Légendes urbaines – X-tine 11

… la ville prend forme…
Le début de la ville ici.
Le début de la légende là.
La chouette musique là.

 Aux dernières nouvelles, l’équipe chargée de sa construction travaille sur un concept onirique ; quelques échanges de mails m’ont permis d’en reconstituer les grandes lignes.
Tout d’abord, X-tine et ses associés ont eu la surprise de voir défiler un grand nombre de prétendants à l’hébergement dans leur bulle ; il a fallu réguler les entrants en imposant une durée de séjour maximale. Comme il n’est pas question de faire de la ségrégation, du favoritisme ou de filtrer, pour l’instant tout un chacun est bienvenu ; il suffit de se montrer poli, de ne pas figurer sur la liste des possesseurs de 4X4, de ne pas lire Marc Levy ; une écoute attentive de Patrick Juvet serait un plus.
Actuellement, on peut rester jusqu’à 4 heures sous la bulle. Et à priori ça vaudrait le coup: Les scientifiques auraient mis au point un dispositif holographique sous forme de casque. Ca s’appelle le Rev’holo.
La personne qui porte ce casque se retrouve immédiatement projetée dans l’univers de ses rêves. Si, par exemple, vous rêvez de plages paradisiaques comme dans « Madagascar 1 », entouré de tous vos amis, vous vous retrouvez à évoluer dans ce décor :

Si, au contraire, vous vous rêvez en pilote de vaisseau spatial, volant entre les étoiles et les planètes, vous arrivez là :

Le casque est muni d’un détecteur de zones cérébrales actives qui permet d’éviter tous débordements…ceux qui rêvent de milliers d’infirmières lascives aux tenues plus courtes les unes que les autres peuvent passer leur tour…
Donc il existe sous Paris un endroit magique où les rêves peuvent momentanément prendre vie. Il parait que les illusions créées sont d’un réalisme impressionnant. Pour l’instant, le système est en version de test : les interactions entre les « passagers » sont encore mal gérées.
Pour reprendre les exemples ci-dessus, vous pouvez batifoler sur une plage de rêve en bikini blanc façon Ursula Andress

et croiser le chemin d’un capitaine de vaisseau assez … inattendu…

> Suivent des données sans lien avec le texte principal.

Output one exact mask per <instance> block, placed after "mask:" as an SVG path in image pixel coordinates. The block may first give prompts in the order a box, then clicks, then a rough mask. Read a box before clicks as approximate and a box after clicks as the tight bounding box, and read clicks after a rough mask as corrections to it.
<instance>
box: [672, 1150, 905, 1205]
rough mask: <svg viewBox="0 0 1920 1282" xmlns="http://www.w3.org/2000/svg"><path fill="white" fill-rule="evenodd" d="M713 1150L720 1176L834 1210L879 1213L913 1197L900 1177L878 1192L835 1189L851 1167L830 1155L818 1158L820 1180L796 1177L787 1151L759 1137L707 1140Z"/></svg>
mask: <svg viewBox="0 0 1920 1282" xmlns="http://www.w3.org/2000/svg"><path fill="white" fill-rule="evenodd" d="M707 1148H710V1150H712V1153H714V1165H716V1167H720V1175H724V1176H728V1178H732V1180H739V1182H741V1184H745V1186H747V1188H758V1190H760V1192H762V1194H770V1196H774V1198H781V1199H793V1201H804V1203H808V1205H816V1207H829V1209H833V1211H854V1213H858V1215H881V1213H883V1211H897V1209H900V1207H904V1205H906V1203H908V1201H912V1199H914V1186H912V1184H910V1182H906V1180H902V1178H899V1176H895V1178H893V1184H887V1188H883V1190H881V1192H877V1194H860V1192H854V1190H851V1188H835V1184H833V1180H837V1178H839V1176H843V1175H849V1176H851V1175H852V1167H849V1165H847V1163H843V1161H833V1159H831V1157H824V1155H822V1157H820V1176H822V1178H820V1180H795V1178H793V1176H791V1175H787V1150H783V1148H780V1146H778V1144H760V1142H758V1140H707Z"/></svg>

ll est évident que les dialogues peuvent déraper…

UA           – Euh… Aloha charmant inconnu, voulez-vous partager le produit de ma pêche ?
S              – La raison le voudrait, plagienne, mais je suis perdu dans un dilemme Hamletien… dois-je ou ne dois-je pas ? Est-ce risqué ? Souhaites-tu m’empoisonner ? Se cacherait-il un démon barbare derrière cette tenue étrange et peu seyante?
UA           – Mais, admirable homme aux oreilles pointues, pourquoi voudrais-je tefaire du mal ? Tout est si parfait ici, tu ne peux être que bon… et je trouve ma tenue plus que parfaite au vu des circonstances et du cours de la bourse…
S               – Parfait, Bon ? Ha… je vois… mélangeons nos pensées un moment… en effet, ce que laissait entendre ton étrange couleur de cheveux se révèle un bon indice… tu n’es pas capable de malice…
UA           – Viendrez-vous avec moi courir dans les fleurs et chanter des chants allégoriques ?
S                 – Non, je préfère rester et jouer du luth vulcain, ne m’en veux pas, femme, mais je dois momentanément t’empêcher de me distraire…
Et il l’endort d’une pression sur l’épaule.
Seulement là, que fait-on ? Dans les faits, un parisien innocent vient d’endormir pour une durée indéterminée une parisienne innocente… les équipes de X-Tine sont en active recherche d’un algorithme qui permettra d’éviter les interactions malheureuses. D’autant que les poissons et coquillages pêchés dans l’après-midi vont commencer à sentir.
Ca craint.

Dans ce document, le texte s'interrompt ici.